Pew-Studie zum Islam in Deutschland: Wenn aus Wahn Angst wird

Das entchristlichte Deutschland ist in religiösen Dingen ahnungslos geworden. Auch aus diesem Unwissen speist sich die Furcht vor dem Islam. Ein Kommentar.

Ein Kommentar von Malte Lehming

Die Deutschen entwickeln sich zu religiösen Analphabeten. Die Zahl der Mitgliedschaften in Kirchen nimmt stetig ab. Vielerorts fehlt das Grundwissen über christliche Traditionen. Nur ein Viertel der Bevölkerung sagt, dass ihr Glaube sie als Person definiere. Zum Vergleich: In Indien sind es 70 Prozent, in Südafrika 66 Prozent.
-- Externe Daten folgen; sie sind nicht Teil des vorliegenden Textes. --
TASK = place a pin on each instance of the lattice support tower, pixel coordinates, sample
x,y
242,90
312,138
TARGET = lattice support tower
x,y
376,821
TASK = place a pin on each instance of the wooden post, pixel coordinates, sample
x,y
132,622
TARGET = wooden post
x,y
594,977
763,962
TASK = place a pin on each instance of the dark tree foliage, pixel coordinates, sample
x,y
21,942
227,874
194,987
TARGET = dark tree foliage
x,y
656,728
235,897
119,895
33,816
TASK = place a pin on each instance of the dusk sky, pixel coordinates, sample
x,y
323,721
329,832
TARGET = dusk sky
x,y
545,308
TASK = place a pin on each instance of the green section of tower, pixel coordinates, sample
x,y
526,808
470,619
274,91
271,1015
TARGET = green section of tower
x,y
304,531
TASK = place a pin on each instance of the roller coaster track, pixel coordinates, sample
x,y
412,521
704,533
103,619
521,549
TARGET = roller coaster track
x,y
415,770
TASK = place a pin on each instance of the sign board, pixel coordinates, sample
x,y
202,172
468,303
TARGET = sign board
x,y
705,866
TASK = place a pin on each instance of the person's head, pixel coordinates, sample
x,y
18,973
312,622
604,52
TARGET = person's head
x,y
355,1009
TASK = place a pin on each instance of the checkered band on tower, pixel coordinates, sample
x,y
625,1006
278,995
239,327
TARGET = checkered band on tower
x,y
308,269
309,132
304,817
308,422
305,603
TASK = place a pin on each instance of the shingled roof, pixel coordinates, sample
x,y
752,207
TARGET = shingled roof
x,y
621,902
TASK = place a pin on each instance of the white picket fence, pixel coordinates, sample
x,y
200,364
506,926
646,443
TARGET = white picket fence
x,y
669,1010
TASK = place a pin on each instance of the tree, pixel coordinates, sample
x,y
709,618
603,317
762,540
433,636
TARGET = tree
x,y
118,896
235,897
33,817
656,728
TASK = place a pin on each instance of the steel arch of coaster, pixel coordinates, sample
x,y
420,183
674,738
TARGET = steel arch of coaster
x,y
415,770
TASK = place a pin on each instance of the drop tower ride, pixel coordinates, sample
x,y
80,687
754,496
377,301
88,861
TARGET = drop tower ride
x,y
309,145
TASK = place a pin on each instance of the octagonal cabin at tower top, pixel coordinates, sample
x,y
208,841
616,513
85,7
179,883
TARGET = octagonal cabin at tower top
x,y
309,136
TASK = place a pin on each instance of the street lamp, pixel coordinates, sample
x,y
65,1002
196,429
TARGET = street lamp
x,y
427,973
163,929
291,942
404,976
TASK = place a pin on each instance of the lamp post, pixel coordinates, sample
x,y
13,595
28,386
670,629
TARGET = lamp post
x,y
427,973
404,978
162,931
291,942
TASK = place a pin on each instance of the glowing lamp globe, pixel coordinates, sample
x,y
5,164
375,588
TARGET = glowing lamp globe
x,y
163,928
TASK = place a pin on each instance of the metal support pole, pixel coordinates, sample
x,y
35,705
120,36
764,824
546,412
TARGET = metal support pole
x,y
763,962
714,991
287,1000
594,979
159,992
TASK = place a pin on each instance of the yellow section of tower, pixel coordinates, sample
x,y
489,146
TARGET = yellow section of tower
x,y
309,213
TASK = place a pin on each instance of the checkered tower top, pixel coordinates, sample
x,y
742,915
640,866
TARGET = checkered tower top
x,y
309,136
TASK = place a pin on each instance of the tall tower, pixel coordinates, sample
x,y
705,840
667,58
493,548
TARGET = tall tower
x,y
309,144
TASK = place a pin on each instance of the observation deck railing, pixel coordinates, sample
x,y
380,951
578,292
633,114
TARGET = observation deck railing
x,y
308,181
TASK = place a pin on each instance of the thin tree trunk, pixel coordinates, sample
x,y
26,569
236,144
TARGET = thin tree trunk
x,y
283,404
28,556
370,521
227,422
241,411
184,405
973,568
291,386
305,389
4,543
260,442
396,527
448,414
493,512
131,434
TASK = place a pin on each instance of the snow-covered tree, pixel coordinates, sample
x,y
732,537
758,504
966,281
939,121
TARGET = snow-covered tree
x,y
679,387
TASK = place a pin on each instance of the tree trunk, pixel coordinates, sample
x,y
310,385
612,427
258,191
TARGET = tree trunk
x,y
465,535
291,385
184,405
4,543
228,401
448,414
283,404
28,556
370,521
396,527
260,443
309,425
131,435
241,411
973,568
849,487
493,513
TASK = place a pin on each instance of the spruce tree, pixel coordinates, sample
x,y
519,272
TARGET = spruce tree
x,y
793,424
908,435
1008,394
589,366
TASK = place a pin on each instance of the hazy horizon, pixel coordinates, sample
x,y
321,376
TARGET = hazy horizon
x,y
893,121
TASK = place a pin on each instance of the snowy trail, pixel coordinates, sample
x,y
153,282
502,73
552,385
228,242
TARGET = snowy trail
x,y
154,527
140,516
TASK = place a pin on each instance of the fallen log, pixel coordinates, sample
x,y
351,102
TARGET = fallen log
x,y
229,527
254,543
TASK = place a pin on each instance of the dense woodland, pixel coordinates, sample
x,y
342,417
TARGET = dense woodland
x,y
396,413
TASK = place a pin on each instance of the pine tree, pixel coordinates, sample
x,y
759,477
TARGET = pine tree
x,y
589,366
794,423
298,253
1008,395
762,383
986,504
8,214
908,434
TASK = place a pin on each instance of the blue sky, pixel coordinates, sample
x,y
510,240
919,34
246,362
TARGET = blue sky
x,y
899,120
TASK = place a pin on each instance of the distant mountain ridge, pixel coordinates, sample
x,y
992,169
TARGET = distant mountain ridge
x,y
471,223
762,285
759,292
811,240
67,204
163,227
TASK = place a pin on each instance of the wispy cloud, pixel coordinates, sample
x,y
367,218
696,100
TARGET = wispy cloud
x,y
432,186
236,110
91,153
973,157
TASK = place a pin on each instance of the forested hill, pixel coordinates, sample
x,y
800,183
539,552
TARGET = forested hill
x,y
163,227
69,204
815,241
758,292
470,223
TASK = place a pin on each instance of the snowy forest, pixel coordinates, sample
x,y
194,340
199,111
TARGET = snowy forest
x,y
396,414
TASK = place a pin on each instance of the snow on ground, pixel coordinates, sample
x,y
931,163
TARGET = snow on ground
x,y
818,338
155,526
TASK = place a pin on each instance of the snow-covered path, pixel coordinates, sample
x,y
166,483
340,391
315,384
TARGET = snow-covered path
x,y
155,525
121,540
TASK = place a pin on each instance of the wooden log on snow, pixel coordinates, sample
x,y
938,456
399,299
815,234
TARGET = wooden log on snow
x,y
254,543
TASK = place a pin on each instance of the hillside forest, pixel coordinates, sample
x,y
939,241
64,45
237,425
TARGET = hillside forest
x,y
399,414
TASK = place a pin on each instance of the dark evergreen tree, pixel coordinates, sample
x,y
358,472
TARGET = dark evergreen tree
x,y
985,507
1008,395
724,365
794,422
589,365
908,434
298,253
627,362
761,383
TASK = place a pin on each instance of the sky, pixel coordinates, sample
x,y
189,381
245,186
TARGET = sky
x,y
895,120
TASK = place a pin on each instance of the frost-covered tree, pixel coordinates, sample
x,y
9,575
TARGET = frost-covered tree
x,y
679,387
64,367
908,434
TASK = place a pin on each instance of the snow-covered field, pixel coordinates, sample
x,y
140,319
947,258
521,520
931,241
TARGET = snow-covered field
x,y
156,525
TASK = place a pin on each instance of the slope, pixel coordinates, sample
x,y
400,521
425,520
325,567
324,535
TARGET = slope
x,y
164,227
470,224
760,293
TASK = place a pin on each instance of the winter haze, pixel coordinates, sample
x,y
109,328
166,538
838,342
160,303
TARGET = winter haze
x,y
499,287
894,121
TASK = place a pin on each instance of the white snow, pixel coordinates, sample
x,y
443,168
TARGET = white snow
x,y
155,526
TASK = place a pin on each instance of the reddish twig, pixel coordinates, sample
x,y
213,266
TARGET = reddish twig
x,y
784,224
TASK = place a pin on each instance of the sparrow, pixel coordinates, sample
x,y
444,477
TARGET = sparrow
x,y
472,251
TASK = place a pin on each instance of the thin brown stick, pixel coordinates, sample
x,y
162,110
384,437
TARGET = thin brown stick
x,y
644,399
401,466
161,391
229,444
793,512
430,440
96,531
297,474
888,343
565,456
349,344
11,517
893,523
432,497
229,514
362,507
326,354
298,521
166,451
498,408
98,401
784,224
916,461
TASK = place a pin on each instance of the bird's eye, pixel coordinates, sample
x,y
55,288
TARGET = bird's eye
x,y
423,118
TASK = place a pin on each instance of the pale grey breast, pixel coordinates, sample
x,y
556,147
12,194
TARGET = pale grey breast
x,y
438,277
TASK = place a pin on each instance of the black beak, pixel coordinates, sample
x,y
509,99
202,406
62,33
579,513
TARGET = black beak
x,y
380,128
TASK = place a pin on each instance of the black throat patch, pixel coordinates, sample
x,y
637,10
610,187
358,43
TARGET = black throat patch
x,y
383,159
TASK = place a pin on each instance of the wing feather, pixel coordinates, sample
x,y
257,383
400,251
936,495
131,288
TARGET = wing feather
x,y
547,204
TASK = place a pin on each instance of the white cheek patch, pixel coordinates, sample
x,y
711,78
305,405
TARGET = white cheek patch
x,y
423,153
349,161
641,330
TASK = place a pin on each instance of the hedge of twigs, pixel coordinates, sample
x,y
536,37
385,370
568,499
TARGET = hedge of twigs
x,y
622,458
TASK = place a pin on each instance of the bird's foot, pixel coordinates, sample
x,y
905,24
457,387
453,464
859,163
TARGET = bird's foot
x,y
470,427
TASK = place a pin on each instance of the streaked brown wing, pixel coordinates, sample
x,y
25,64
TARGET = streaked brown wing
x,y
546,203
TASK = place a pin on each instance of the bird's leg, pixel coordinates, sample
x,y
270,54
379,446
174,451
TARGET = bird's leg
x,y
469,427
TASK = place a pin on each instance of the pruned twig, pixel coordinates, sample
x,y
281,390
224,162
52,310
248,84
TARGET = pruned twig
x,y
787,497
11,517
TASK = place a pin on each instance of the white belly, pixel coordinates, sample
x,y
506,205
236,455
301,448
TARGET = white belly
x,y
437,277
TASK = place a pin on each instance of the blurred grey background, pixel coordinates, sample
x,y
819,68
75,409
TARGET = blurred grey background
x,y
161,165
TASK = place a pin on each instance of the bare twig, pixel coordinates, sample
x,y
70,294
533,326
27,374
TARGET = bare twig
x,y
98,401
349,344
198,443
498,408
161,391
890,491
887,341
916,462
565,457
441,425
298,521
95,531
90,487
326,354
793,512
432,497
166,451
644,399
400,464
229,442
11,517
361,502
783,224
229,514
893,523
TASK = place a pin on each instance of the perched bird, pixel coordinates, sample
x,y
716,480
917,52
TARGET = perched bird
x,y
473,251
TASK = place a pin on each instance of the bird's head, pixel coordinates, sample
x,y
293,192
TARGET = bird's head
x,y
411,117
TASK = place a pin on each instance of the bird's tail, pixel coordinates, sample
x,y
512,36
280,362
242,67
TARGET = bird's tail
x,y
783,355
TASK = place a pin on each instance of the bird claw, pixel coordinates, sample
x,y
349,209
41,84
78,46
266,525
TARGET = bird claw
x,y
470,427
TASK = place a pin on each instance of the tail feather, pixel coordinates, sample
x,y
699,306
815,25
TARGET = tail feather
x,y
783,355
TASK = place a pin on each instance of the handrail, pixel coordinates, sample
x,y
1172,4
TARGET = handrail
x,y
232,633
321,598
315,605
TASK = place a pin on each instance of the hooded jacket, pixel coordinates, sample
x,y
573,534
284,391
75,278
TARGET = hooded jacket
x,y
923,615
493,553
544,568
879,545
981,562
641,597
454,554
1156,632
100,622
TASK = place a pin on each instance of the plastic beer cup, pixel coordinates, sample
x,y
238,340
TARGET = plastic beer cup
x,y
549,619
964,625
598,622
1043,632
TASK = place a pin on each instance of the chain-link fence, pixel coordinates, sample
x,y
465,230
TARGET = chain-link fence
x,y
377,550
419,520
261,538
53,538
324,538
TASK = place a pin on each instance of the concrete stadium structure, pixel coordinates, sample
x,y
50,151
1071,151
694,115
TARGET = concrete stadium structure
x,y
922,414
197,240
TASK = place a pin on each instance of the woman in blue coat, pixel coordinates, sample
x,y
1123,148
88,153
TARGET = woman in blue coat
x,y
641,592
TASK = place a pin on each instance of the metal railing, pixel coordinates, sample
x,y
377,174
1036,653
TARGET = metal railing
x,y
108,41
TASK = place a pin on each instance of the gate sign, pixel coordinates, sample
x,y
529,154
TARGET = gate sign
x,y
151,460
Besonders der Osten unseres Landes zählt zu den gottesfernsten Regionen der Welt. Die einst staatlich verordnete Säkularisierung war dort, im Unterschied zu anderen ehemals sozialistischen Ländern, sehr erfolgreich. Es ist nicht ausgeschlossen, dass die Angst vieler Ostdeutscher vor Islamisierung eine Form der Autoaggression gegen die eigene spirituelle Leere ist. Wer nur seinen Nichtglauben hat, empfindet leicht Neid gegenüber jenen, die im Glauben einen Identitätsanker gefunden haben. Von diesem psychologischen Abwehrmechanismus sind Westdeutsche natürlich nicht frei.

Der Anteil der Muslime in Deutschland und Europa steigt. Entsprechende Zahlen hat das renommierte amerikanische Forschungsinstitut Pew veröffentlicht. Für die Prognosen wurden verschiedene Szenarien durchgerechnet. Halbwegs realistisch scheint in Deutschland eine Steigerung von jetzt sechs auf elf Prozent im Jahr 2050 zu sein. Viele Sorgen, die das auslöst, sind rational. Es gibt islamistisch motivierte Terroristen, einige davon sind als Flüchtlinge eingereist. Es gibt verbrecherische Übergriffe wie aus der Silvesternacht 2015/2016 in Köln. Es gibt arabisch-muslimischen Antisemitismus, der zum Teil bereits bei Schulpflichtigen manifest ist. Und es gibt in der islamischen Tradition fußende Homophobie und Frauenfeindlichkeit. Über all das muss offen geredet werden. Wer gegen Gesetze verstößt, gehört bestraft. Wer bei uns Schutz sucht und schwerstkriminell wird, gehört abgeschoben.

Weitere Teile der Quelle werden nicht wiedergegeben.